Allora, facciamo così: io ho capito che siamo nell’epoca di twitter e che i titoli sono titoli e tutto quanto. Però scusate, non potremmo essere un po’ più seri, almeno quando parliamo di un partito serio, almeno nelle intenzioni e nelle regole che si è dato, in cui a differenza che da altre parti dire “decide il partito” non è la stessa cosa che dire “decide il segretario”? Sennò va a finire come m’ha detto prima mio fratello: “Bisogna che sto attento a non dire in pubblico che voglio bene a Bersani. Sennò capace che Repubblica titola ‘Bersani è gay'”.

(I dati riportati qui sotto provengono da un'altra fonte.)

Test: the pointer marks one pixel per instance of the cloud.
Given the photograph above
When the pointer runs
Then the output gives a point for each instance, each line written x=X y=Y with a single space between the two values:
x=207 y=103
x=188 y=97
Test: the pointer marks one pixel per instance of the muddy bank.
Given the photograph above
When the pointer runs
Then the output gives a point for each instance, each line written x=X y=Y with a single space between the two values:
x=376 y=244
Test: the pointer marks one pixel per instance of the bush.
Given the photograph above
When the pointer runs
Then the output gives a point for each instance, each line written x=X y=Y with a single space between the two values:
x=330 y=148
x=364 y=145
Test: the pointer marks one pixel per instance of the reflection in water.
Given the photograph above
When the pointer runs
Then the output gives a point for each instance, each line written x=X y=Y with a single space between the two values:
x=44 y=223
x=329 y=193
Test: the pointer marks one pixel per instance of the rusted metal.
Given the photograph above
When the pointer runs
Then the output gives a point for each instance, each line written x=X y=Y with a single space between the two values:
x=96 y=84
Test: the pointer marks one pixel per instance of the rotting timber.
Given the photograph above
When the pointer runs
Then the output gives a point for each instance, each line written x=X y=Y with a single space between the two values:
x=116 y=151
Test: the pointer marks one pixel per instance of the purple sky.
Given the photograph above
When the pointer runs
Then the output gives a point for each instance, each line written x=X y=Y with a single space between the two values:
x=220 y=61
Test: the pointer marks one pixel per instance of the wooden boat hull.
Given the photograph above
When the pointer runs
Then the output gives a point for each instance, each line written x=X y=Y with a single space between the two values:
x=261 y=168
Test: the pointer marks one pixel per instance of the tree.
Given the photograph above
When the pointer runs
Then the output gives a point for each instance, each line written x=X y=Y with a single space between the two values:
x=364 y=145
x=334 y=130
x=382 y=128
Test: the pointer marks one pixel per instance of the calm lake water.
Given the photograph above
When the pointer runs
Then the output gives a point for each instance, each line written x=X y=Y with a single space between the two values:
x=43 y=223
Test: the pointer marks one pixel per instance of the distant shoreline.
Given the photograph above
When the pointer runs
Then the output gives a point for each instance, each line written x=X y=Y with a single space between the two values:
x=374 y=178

Nella foto, una recente dichiarazione di Massimo D’Alema sulle primarie del centrosinistra

8 Responses to Bersani e D’Alema. Tra virgolette

  1. Quello di Veltroni é un gesto nobile, ma é una scelta personale e, soprattutto, frutto della sconfitta.
    Ho molto apprezzato questo bel commento, che vi propongo, http://www.orticalab.it/La-scelta-nobile-di-uno-sconfitto
    Il resto é fuffa e voglia di metter zizzania dove proprio non ce n’é bisogno

  2. Dimostrazione, la tua di giornalismo vero! I penni-vendoli sono come i pennu-ti: poco cervello e tanta cresta.

  3. D’Alema a giugno (me lo ricordo perché presiedevo un dibattito ad una Festa Democratica e lo dissi al pubblico, disse che non si sarebbe più candidato.
    Ne dice tante, di cose, D’Alema.

  4. Matilde Madrid

    Chiaragione è il miglior titolo che potessi scegliere per il tuo blog. Perché pure stavolta… Insomma… hai ragione.

  5. …e meno male che gli era andato in casa. Se dovevano basarsi sul sentito dire o sulle voci di corridoio come fa una certa giornalista a quest’ora chissà dove si finiva…

  6. antonio madera

    tutta vera l’analisi fatta.
    ma i protagonisti sanno come funzionano i giornali.
    saggezza imporrebbe di parlare di politica e rispondere a fastidiose domande: decideremo al momento dedicato alle liste.
    rispondere diversamente la fa diventare una Soap
    L’autostima mirabolante degli attori la esalta!
    il conto alla Sinistra!

  7. chiara grossi

    In effetti il problema è proprio questo, si leggono solo i titoli o, al massimo, si ascoltano le rassegne stampa. Deleterio e fuorviante. Comunque così funziona, basta saperlo e non farsi fagocitare dalle quattro parole “strillate” e prendersi il fastidio di andare a leggere…

  8. Filippo Crescentini

    Brava. Cos’altro vuoi che ti si possa dire?